VMs connected to overlay segments have connectivity issues post V2T migration attempt.
search cancel

VMs connected to overlay segments have connectivity issues post V2T migration attempt.

book

Article ID: 386030

calendar_today

Updated On:

Products

VMware NSX

Issue/Introduction

  • After a V2T Migration attempt VMs connected to NSX overlay segments lose layer 3 and cross host connectivity however local host traffic remains un-impacted.

  • If datapath is investigated it is observed that traffic reaches the local VDR instance of the gateway however traffic is not forwarded from the local host to the next hop (DR to SR) for layer 3 traffic northbound from TEP to TEP.
  • CDO mode is enabled and activated.

    • On a host level this can be checked by running following command on an impacted host "net-vdl2 -l | grep CDO"

Incorrect output: CDO status:     enabled (activated)

Expected output: CDO status:     enabled (deactivated)

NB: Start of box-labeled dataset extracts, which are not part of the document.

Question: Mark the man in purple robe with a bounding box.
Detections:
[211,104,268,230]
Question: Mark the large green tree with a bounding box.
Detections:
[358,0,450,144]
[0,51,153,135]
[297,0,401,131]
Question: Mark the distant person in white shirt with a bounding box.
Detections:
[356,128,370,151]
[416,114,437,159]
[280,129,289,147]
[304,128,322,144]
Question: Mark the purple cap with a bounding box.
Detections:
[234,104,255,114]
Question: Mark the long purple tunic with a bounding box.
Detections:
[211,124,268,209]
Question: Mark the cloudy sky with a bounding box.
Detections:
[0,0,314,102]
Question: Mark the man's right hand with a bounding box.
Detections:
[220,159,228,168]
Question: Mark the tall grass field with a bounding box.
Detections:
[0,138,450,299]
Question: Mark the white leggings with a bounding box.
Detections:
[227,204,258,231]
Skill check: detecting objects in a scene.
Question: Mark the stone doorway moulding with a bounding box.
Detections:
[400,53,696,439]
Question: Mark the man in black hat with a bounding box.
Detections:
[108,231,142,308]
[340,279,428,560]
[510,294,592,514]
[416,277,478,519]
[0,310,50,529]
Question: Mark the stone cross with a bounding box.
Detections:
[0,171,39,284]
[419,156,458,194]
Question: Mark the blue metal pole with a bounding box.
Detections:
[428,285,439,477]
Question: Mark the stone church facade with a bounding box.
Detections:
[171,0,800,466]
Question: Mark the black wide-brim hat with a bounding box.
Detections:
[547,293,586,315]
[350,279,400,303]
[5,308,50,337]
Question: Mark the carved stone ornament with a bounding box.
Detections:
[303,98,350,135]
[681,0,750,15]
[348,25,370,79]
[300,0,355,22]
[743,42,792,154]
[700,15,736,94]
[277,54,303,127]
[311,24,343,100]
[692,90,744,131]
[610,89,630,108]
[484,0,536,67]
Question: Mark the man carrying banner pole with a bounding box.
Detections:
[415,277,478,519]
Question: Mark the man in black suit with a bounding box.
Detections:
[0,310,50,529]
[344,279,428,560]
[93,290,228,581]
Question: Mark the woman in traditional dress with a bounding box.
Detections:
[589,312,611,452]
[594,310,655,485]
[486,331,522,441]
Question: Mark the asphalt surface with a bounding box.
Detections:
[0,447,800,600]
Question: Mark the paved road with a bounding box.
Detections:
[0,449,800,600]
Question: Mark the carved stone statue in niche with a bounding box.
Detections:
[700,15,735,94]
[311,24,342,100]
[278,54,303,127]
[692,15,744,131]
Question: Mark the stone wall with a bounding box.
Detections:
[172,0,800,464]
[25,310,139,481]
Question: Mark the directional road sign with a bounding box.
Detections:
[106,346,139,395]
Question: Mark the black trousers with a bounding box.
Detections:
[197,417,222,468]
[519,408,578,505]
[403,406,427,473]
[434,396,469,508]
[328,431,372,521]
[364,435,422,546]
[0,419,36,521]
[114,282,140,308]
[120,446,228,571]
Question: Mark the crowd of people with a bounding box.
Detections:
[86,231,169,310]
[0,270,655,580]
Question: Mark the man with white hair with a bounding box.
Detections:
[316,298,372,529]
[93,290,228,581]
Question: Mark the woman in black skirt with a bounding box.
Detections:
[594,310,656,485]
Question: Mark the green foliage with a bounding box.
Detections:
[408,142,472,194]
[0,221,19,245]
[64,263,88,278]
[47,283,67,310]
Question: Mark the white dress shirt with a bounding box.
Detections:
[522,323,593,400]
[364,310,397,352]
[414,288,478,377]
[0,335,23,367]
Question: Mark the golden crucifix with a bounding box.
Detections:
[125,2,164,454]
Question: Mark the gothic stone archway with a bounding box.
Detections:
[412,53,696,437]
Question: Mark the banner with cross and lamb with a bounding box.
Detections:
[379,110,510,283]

    • On an environment wide level this can be checked via the API "https://<NSX-IP>/api/v1/global-configs/SwitchingGlobalConfig" and the global_replication_mode_enabled should be false (for deactivated).

Environment

All versions of VMware NSX T may be impacted.

Cause

This issue can be caused by an incorrect V2T workflow being carried out by a user. During the V2T process the CDO mode is temporarily enabled but is then deactivated at completion of the migration. However it is possible to re-start the migration and then not complete it fully, meaning the CDO mode is left enabled indefinitely. This can lead to hosts incorrectly attempting to use a non populated routing domain and as such blackhole TEP to TEP traffic.

Resolution

This is a condition that may occur in a VMware NSX environment.

If this scenario does occur and a V2T migration was prematurely ended, the global replication mode (CDO) can be reset manually by using the following API - api/v1/global-configs/SwitchingGlobalConfig

  1. Do a get API https://<NSX-IP>/api/v1/global-configs/SwitchingGlobalConfig and retrieve the content as below.
    {
        "physical_uplink_mtu": 8900,
        "uplink_mtu_threshold": 9000,
        "global_replication_mode_enabled": true,
        "remote_tunnel_physical_mtu": 8900,
        "arp_limit_per_lr": 50000,
        "resource_type": "SwitchingGlobalConfig",
        "id": "<Config ID>",
        "display_name": "<Config ID>",
        "_create_time": 1731508727168,
        "_create_user": "system",
        "_last_modified_time": 1731510195681,
        "_last_modified_user": "admin",
        "_system_owned": false,
        "_protection": "NOT_PROTECTED",
        "_revision": 1
    }

     

  2. Take the body response of step 1 and edit global_replication_mode_enabled from true to false, giving a body similar to the below.
    {
      "physical_uplink_mtu": 8900,
        "uplink_mtu_threshold": 9000,
        "global_replication_mode_enabled": false,
        "remote_tunnel_physical_mtu": 8900,
        "arp_limit_per_lr": 50000,
        "resource_type": "SwitchingGlobalConfig",
        "id": "<Config ID>",
        "display_name": "<Config ID>",
        "_create_time": 1731508727168,
        "_create_user": "system",
        "_last_modified_time": 1731510195681,
        "_last_modified_user": "admin",
        "_system_owned": false,
        "_protection": "NOT_PROTECTED",
        "_revision": 1
    }
  3. Push the changed config back with a POST to the same API https://<NSX-IP>/api/v1/global-configs/SwitchingGlobalConfig with the edited body from step 2.
  4. Check all overlay segments and change the replication_mode from source (Head End Replication) to MTEP (Hierarchical Two-Tier replication) where overlay segments whose replication_mode is source to be in line with recommended best practice. This can be done via the GUI or via CLI on a per segment basis.